Cure domiciliari agli anziani, brusco calo da fine 2019: l’indagine di Italia Longeva

Prima un trend di crescita positivo fino agli ultimi mesi del 2019. Poi, con l’arrivo del Covid, una brusca frenata e il conseguente calo. L’emergenza sanitaria che ha investito l’Italia ha avuto, tra gli altri effetti, quello di mandare in tilt la rete dei servizi territoriali e quindi le cure domiciliari. A discapito di coloro che più di altri necessitano di tali cure: gli anziani fragili. Questa la fascia d’età più bisognosa di monitoraggio continuo, a causa della presenza di patologie croniche concomitanti (la cosiddetta multimorbidità), specie se accompagnate da disabilità, non autosufficienza ed esclusione sociale.

E così, se nel periodo 2014-2019 gli over-65 assistiti a domicilio sono passati da poco più di 250mila a oltre 390mila (in media un aumento di 25mila unità all’anno), pari al 2,83% dei quasi 14 milioni di anziani residenti in Italia, nel 2020 il trend ha cominciato a decrescere, attestandosi a poco più di 385mila unità, ovvero il 2,7% degli over-65 e il 4,5% degli over-75. Alcune Regioni erano in grado di garantire cure domiciliari a più del 3,5% degli anziani e altre stentavano a raggiungere tassi di copertura dell’1%. Nel complesso, siamo a meno di un terzo da quel 10% fissato dal Piano Nazionale di Ripresa e Resilienza (Pnrr) al fine di adeguarci, entro il 2026, alle prassi europee. In Europa infatti assistiamo a punte fino al 13% in Germania (percentuale che arriva al 29% per gli ultra-ottantenni), mentre addirittura nei Paesi del Nord Europa 1 over-80 su 3 è assistito in ADI (Assistenza Domiciliare Integrata). Non va meglio per le cure residenziali (Rsa), di cui beneficiano poco più di 2 anziani su 100.

Questo è complessivamente il quadro delineato dall’indagine Long-term care in Italia: verso una rinascita?, curata per Italia Longeva da Davide Vetrano, ricercatore al Karolinska Institutet di Stoccolma, in collaborazione con la Direzione Generale della Programmazione Sanitaria del Ministero della Salute. La ricerca è stata presentata durante la sesta edizione degli Stati Generali dell’assistenza a lungo termine – Long-Term Care SIX, appuntamento annuale di Italia Longeva che coinvolge tutti gli attori che si occupano di programmare e gestire l’assistenza agli anziani.

“Gli anziani fragili sono doppiamente vittime della pandemia, che ha fermato anche quella timida ma in risalita tendenza che vedeva la long-term care in Italia in progressiva espansione, sebbene lontana dal soddisfare i reali bisogni di assistenza della popolazione anziana, e con notevoli divari regionali – spiega Roberto Bernabei, Presidente di Italia Longeva – Oggi abbiamo l’occasione per dare una spinta a quel processo di modernizzazione dell’assistenza territoriale atteso da tempo, ma la disponibilità di risorse da sola non basta per gestire in maniera efficace la multimorbidità dell’anziano moderno e il passaggio dalla fragilità alla disabilità.

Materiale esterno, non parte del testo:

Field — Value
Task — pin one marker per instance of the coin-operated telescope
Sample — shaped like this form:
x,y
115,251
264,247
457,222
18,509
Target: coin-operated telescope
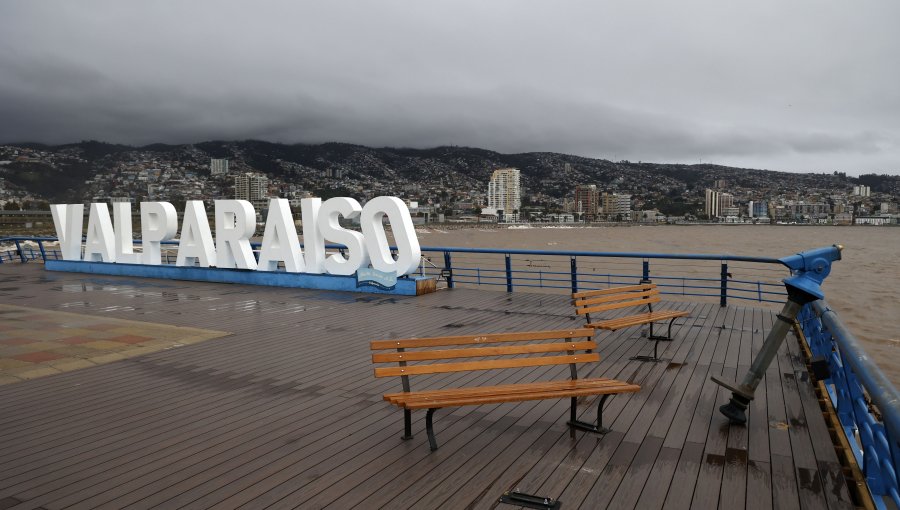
x,y
808,271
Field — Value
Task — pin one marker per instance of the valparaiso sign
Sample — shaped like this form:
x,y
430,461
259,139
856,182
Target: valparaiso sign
x,y
235,223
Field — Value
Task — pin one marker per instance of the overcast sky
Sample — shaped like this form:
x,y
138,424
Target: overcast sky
x,y
783,85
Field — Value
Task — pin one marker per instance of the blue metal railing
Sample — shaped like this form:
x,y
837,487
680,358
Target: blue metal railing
x,y
867,404
708,275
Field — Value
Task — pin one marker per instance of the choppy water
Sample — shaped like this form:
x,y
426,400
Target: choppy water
x,y
864,287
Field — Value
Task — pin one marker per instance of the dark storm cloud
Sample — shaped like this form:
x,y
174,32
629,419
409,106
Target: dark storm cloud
x,y
656,82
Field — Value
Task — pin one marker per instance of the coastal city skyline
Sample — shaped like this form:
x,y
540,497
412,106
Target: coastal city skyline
x,y
442,185
767,86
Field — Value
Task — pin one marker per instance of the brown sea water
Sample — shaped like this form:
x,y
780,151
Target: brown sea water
x,y
863,287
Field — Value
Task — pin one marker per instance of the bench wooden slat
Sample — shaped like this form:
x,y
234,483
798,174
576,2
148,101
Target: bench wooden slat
x,y
509,397
604,385
615,306
478,352
615,297
440,368
567,384
635,320
612,290
481,339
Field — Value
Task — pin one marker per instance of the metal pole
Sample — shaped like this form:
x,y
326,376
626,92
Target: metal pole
x,y
449,269
809,270
723,285
574,269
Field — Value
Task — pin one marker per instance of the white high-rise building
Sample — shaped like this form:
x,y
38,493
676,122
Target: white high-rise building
x,y
218,166
505,193
712,204
617,206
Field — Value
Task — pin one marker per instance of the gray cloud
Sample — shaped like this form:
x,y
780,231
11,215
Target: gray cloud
x,y
769,86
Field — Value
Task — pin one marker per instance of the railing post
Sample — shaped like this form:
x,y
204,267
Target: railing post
x,y
21,253
723,297
574,269
449,268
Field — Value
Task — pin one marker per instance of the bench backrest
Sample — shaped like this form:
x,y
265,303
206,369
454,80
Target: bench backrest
x,y
530,349
592,301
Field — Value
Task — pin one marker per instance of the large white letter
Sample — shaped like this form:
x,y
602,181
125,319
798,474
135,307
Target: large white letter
x,y
235,223
159,222
313,242
331,230
408,251
69,221
280,241
124,242
100,244
196,239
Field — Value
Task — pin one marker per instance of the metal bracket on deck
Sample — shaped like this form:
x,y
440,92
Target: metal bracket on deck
x,y
528,501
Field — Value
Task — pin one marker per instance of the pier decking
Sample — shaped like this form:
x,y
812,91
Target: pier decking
x,y
269,415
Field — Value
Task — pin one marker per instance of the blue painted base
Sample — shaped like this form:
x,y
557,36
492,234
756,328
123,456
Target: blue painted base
x,y
412,286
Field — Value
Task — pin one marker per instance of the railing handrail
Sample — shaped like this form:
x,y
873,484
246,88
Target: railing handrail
x,y
511,251
633,255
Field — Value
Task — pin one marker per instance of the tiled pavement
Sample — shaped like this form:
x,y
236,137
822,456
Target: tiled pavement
x,y
35,343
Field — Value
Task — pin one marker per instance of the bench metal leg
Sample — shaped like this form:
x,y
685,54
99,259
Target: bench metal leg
x,y
656,339
429,428
589,427
407,424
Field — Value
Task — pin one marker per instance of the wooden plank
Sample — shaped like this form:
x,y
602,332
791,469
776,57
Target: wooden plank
x,y
625,494
784,483
481,339
613,290
589,301
441,368
759,486
681,491
480,352
427,403
635,320
653,495
565,385
617,306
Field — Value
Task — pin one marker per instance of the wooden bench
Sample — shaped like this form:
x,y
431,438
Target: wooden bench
x,y
531,349
645,294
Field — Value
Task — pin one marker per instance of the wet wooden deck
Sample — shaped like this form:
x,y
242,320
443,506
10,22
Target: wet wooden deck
x,y
285,411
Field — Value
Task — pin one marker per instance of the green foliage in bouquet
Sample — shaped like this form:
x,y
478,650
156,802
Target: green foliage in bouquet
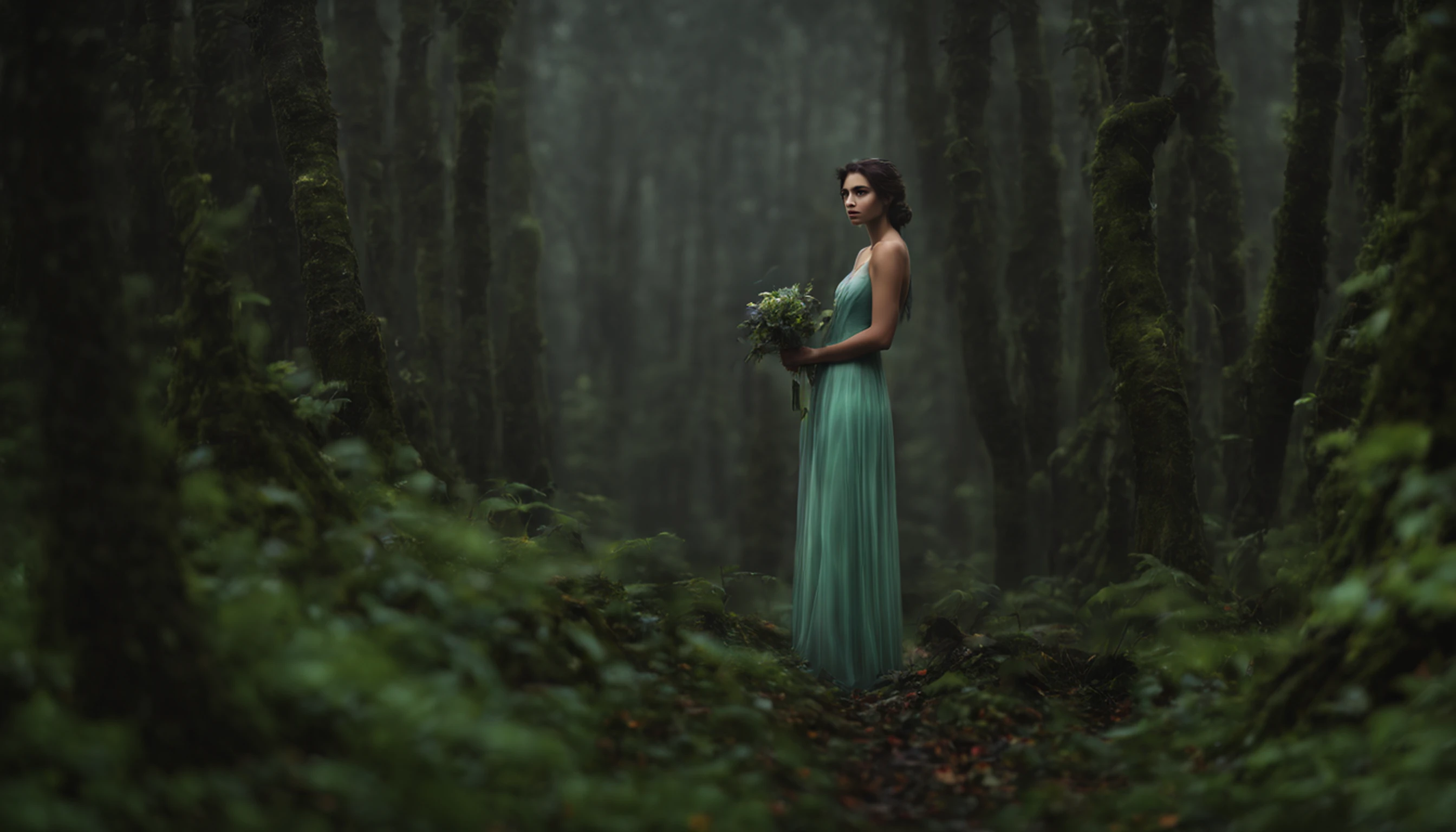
x,y
781,320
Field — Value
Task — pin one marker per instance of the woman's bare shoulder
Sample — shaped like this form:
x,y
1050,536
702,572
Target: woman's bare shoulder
x,y
890,252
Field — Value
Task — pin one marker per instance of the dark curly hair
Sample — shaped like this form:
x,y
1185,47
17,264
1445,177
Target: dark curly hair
x,y
889,185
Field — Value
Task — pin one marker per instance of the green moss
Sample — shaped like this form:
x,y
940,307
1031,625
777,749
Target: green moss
x,y
1034,267
1142,337
344,339
483,30
982,343
1285,333
1413,394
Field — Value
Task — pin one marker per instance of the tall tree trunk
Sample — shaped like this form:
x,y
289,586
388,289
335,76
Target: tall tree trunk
x,y
1285,333
420,183
1089,32
238,148
359,92
983,347
522,379
1034,269
1218,210
1142,334
217,400
1350,356
1413,398
483,27
417,282
343,336
928,110
111,588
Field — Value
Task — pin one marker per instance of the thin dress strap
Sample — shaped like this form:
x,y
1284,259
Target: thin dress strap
x,y
905,309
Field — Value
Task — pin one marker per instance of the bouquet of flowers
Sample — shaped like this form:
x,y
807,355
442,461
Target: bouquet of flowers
x,y
782,320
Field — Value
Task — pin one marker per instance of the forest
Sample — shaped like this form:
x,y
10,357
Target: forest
x,y
378,448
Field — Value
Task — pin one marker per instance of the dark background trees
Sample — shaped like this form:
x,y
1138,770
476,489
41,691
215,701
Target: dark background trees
x,y
290,276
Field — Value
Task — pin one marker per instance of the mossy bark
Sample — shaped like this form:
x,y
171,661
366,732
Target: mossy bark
x,y
238,148
357,64
483,28
111,588
1203,104
1283,337
1094,483
1142,334
344,337
217,400
1034,267
520,375
968,27
420,181
928,110
1349,356
418,286
1093,27
1414,387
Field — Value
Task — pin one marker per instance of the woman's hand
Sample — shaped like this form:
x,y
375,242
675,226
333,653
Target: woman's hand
x,y
797,358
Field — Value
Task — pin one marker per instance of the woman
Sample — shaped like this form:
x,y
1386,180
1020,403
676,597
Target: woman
x,y
847,558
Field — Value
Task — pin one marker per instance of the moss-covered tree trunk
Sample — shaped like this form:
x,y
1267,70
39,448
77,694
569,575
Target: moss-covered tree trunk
x,y
1218,210
217,400
928,110
481,30
357,63
1408,426
111,589
983,347
1034,267
238,148
520,376
1285,333
1094,27
1142,333
344,337
1350,356
417,284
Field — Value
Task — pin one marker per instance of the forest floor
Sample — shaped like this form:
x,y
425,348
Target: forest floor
x,y
972,726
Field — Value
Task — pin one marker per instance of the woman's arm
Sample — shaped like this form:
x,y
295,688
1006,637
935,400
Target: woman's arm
x,y
889,270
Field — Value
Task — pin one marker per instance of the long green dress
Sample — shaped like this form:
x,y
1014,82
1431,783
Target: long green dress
x,y
847,556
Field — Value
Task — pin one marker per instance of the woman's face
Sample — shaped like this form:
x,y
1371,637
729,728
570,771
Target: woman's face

È tempo di uniformare il sistema ispirandosi ai migliori standard di valutazione del bisogno per permettere il migliore management clinico assistito dalla più moderna tecnologia”.

“Definire con esattezza chi fa cosa, come lo fa e con quali strumenti sarà il banco di prova per la costruzione della long-term care del terzo millennio – continua Roberto Bernabei – in risposta ai bisogni di salute di una popolazione sempre più anziana, e al passo con le innovazioni tecnologiche, dalla telemedicina ai dispositivi wearable per il monitoraggio dei parametri vitali del paziente, che consentono di gestire quotidianamente a distanza, in modo efficace e tempestivo, e con costi contenuti, il percorso di cura di un gran numero di anziani”.